É que, falando da justiça das medidas que têm afectado as pensões de reforma, a aplicação das novas regras nos termos impostos pelo governo equivale à aplicação de um imposto retroactivo. As pessoas que vão ver diminuída a sua pensão de sobrevivência ou a sua reforma estão especialmente vulneráveis, quer por estarem muitas delas em idade avançada, quer porque perderam o seu cônjuge, quer porque a sua saúde se vai (dispendiosamente) degradando. Planearam a sua vida contando com esse rendimento e contando que não seria diminuído. Se as tivessem prevenido a tempo do que lhes preparavam, teriam feito mais poupanças, teriam até subscrito seguros de capitalização, ou teriam pelo menos essa opção. São ainda por cima pessoas que não conseguirão reentrar no mercado de trabalho para compensar o rendimento de que agora se vêem privadas e que precisam dele para os encargos do final da sua vida: quantos idosos não entregam a maior parte do seu rendimento, ou todo ele, a um lar?

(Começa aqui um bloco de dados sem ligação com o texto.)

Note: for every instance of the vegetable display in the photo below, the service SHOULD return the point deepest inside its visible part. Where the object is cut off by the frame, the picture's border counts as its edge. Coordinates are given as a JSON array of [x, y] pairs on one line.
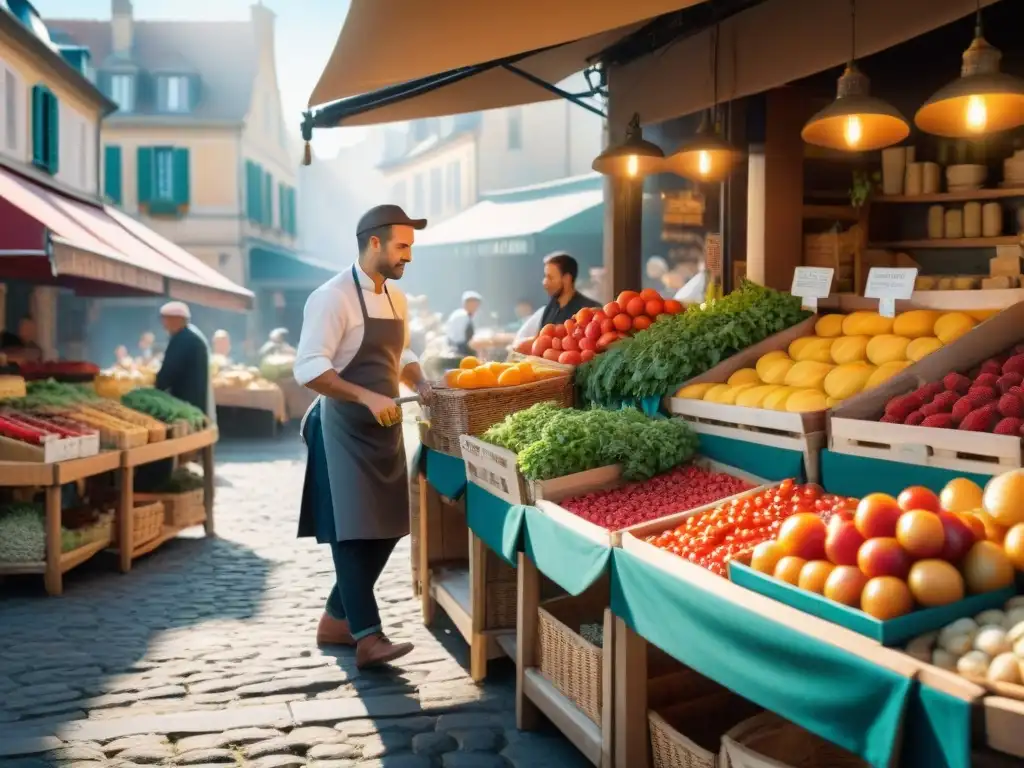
[[676, 348], [161, 406], [713, 538], [988, 398], [846, 355], [553, 441], [676, 491]]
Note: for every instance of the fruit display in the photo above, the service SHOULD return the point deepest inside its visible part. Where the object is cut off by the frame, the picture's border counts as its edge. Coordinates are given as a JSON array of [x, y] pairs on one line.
[[988, 647], [554, 441], [894, 555], [682, 346], [752, 523], [472, 374], [592, 331], [846, 355], [676, 491], [987, 398]]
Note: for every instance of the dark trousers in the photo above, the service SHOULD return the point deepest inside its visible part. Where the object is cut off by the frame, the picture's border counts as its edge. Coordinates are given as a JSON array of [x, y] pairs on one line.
[[358, 564]]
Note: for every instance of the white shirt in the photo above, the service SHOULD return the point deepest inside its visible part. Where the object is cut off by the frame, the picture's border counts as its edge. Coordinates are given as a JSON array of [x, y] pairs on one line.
[[456, 326], [333, 328], [530, 328]]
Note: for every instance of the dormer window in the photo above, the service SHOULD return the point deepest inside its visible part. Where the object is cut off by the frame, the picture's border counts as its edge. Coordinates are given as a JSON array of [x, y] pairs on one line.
[[173, 93]]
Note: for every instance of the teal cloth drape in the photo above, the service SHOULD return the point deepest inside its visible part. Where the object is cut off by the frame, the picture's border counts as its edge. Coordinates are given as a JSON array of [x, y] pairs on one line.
[[857, 475], [764, 461]]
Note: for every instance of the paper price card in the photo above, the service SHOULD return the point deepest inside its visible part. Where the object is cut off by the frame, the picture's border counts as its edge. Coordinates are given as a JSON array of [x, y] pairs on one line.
[[890, 285], [811, 284]]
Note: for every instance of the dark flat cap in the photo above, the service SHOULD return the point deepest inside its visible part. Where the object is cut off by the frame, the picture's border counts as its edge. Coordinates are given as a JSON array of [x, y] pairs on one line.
[[387, 215]]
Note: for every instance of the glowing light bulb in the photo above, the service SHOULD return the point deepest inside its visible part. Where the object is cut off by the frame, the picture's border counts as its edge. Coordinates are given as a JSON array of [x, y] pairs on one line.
[[853, 131], [977, 114], [704, 162]]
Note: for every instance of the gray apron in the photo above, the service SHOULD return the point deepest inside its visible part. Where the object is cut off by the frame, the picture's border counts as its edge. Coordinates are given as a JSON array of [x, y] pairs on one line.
[[365, 463]]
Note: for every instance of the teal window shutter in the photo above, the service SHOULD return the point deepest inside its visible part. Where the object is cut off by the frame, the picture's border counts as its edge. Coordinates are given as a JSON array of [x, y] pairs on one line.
[[180, 177], [144, 175], [112, 173]]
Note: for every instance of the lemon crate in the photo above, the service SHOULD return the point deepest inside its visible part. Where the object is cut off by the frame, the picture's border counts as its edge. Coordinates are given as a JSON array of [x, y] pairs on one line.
[[802, 432], [854, 427]]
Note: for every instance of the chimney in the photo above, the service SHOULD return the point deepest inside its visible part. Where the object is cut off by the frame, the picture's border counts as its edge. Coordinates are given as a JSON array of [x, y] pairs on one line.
[[121, 28]]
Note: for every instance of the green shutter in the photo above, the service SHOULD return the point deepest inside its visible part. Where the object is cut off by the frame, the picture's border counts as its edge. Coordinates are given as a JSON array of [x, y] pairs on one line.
[[112, 173], [181, 183], [144, 175]]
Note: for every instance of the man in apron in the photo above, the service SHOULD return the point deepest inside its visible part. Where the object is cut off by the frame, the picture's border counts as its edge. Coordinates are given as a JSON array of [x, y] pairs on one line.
[[352, 351]]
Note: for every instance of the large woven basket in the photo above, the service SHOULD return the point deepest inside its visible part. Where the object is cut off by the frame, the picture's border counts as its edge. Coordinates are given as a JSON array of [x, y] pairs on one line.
[[767, 740], [689, 734], [472, 412], [572, 665]]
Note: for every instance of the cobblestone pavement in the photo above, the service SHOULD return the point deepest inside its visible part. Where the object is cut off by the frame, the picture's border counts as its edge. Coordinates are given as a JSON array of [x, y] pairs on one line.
[[204, 654]]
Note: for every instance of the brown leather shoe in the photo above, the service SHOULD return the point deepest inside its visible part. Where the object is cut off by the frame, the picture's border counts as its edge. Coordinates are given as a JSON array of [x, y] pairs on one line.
[[334, 632], [377, 649]]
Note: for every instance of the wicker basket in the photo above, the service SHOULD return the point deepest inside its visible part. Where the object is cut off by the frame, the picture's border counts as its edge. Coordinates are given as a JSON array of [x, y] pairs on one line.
[[472, 412], [689, 734], [180, 510], [767, 740], [572, 665]]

Por isso, mesmo aceitando que as regras terão de ser mudadas, mais tarde ou mais cedo, por exemplo partindo para um sistema puro e duro de capitalização, ou para um sistema misto, teremos de o fazer gradualmente e respeitando as expectativas que foram criadas a quem já se reformou e não pode voltar atrás. A decisão agora tomada, associada às outras já tomadas nos últimos anos, merece repugnância pela sua insensibilidade, estupidez e cobardia. Infelizmente, a coisa não vai ficar por aqui.